Monika argued in her submission that she had been prescribed a drug (norethisterone) for a gynaecological condition in January, 2008 and that could have caused the ‘positive’ test in June that year that eventually prevented her participation in the Olympics.
She stated that she had taken no substance to enhance her performance and the panel may either reprieve her or reduce any possible sanctions against her in order to enable her to participate in the Commonwealth Games in October.
In order to do that she had to participate in the National championships beginning in Udaipur on February 21, she told the panel.
Former Asian badminton champion Dinesh Khanna replaced athlete Kamaljeet Sandhu, who has gone abroad, in the panel in an effort to avoid further delay in the proceedings. The third member of the panel is Dr. Vikas Ahluwalia.
Monika had one prescription for the drug, advising her to take the medication for three days. She claimed she had made a second visit to the doctor in February 2008 when also she was advised to take the same drug, but she did not have a prescription for that period.
Asked whether her gynaecological condition had improved in recent times, she first answered in the affirmative and then said that she did have recurring problems.
Ramesh Kumar stated that she had been taking the medicine “intermittently”.
The National Anti-Doping Agency (NADA), which brought the case before the panel pointed out that she did not have a Therapeutic Use Exemption (TUE) to use the drug.
Drug not listed
On questioning Monika also admitted that she did not list the drug in her doping control form.
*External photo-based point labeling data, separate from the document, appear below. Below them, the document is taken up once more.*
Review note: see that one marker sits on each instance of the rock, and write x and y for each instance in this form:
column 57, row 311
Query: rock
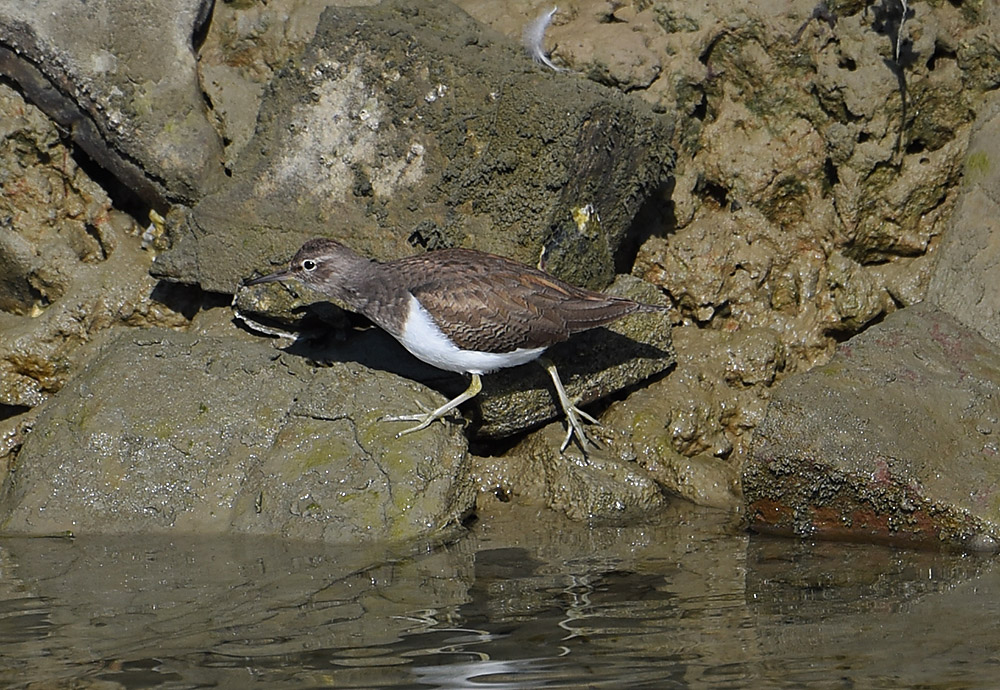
column 967, row 273
column 168, row 432
column 894, row 440
column 71, row 265
column 600, row 486
column 592, row 365
column 120, row 76
column 411, row 125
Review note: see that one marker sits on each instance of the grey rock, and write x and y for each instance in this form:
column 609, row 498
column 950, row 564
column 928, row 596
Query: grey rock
column 410, row 124
column 168, row 432
column 896, row 439
column 965, row 279
column 120, row 76
column 600, row 486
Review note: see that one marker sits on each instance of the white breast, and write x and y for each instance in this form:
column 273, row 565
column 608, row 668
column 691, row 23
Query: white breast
column 422, row 337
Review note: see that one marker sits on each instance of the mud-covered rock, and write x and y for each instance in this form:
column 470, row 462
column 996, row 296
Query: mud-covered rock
column 596, row 486
column 411, row 125
column 896, row 439
column 168, row 432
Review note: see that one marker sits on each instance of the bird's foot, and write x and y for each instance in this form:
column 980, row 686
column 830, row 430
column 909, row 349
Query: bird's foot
column 572, row 412
column 574, row 426
column 426, row 418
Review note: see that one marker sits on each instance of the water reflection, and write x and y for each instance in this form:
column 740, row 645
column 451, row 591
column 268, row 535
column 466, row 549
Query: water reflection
column 527, row 600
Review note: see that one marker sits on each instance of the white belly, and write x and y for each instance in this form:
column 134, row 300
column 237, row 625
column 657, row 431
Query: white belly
column 422, row 337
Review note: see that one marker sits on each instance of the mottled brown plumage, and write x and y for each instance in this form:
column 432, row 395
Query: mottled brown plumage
column 480, row 303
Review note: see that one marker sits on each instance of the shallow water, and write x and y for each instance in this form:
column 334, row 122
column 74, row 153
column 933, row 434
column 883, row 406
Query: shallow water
column 526, row 600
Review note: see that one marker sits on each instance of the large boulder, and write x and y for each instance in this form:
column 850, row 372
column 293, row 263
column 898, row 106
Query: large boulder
column 168, row 432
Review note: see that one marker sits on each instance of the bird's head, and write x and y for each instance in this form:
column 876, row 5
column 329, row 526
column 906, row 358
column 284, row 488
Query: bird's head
column 322, row 264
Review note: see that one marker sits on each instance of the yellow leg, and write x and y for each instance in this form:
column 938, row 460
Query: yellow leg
column 573, row 413
column 426, row 418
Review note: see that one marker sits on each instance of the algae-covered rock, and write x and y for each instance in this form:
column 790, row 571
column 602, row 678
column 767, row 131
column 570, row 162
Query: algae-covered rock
column 168, row 432
column 894, row 440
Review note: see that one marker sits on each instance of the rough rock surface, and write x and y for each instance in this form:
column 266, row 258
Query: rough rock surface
column 120, row 76
column 896, row 440
column 185, row 433
column 410, row 124
column 808, row 201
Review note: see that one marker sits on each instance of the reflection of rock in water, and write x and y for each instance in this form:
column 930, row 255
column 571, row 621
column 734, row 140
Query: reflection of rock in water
column 870, row 615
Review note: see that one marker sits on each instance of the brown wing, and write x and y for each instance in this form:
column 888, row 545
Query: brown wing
column 491, row 304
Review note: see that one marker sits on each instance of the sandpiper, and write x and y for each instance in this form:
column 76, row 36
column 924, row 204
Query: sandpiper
column 461, row 310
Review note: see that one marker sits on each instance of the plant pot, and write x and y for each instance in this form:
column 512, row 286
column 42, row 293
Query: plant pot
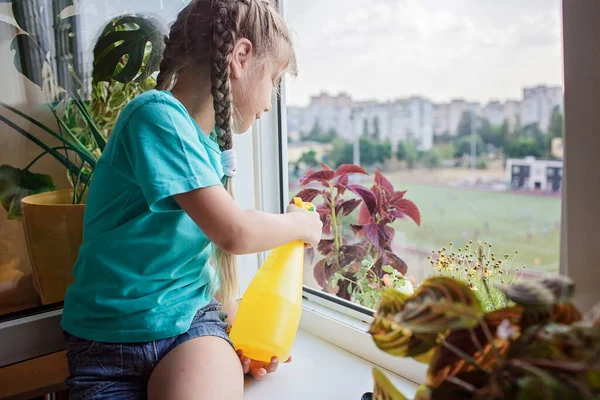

Repeatedly during Tuesday’s hearing, June, 2008 was being mentioned as the possible date for the commencement of her suspension, if her plea for exoneration failed.
NADA rules (2008), however, state that the period of ineligibility will begin from the date of the hearing decision, with any period of provisional suspension, whether imposed or voluntarily accepted, being credited against the total period of suspension.
If there had been delays, “not attributable to the athlete”, the panel may start the period earlier “commencing as early as the date of sample collection.”
Monika was exonerated by a panel set up by the Indian Weightlifting Federation on August 9, 2008.
There has so far been no evidence put forward by the federation to suggest that there had been a provisional suspension following the January, 2009 ‘positives’ reported by the Tokyo laboratory.